Tess Howard MBE OLY

Personal information
- Born: 6 January 1999 (age 27) England

Sport
- Sport: Field hockey
- Position: Midfielder
- Club: East Grinstead

National team
- Years: Team / Caps / Goals
- 2019–present: England / 4 / (0)
- 2018–present: Great Britain / 33 / (7)
- –: ENGLAND & GB TOTAL: / 37 / (7)

Medal record
Women's field hockey
Representing England
Commonwealth Games
| Gold medal – first place | 2022 Birmingham |  |

= Tess Howard =

English field hockey player

Tessa Gillian Howard MBE OLY (born 6 January 1999) is an English field hockey player who plays as a midfielder for East Grinstead and the England and Great Britain national teams.

==Club career==

Howard plays club hockey in the Women's England Hockey League Premier Division for East Grinstead.

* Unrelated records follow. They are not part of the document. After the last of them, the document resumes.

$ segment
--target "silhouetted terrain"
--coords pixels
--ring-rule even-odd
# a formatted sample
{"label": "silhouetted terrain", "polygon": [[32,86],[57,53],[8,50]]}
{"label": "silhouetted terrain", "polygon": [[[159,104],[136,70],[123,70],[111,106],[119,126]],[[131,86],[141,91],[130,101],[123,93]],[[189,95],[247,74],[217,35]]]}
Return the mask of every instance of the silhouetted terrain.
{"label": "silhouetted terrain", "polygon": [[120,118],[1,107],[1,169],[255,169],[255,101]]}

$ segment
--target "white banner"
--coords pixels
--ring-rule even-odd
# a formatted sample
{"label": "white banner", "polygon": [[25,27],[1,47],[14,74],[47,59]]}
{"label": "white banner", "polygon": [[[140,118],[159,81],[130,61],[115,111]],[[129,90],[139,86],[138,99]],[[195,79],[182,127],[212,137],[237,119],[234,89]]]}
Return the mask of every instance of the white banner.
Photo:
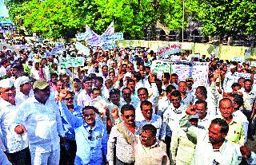
{"label": "white banner", "polygon": [[79,50],[84,55],[90,55],[90,49],[81,44],[80,42],[77,42],[75,47],[78,50]]}
{"label": "white banner", "polygon": [[195,86],[206,85],[208,81],[208,62],[171,62],[171,73],[176,73],[180,81],[192,77]]}
{"label": "white banner", "polygon": [[170,55],[182,52],[181,44],[174,44],[170,46],[163,46],[158,50],[158,60],[168,60]]}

Howard has also played for Durham University and Cambridge City.

==Personal life==
Howard has been heavily involved in the Inclusive Sportswear Charter, which advocates for changes in kit policies at clubs and schools to make women and girls feel more comfortable and welcome in sport, and to "ensure choice and comfort comes first at all levels of sport."

Howard was appointed a Member of the Order of the British Empire (MBE) in the 2025 New Year Honours for services to inclusive sportswear for women and girls.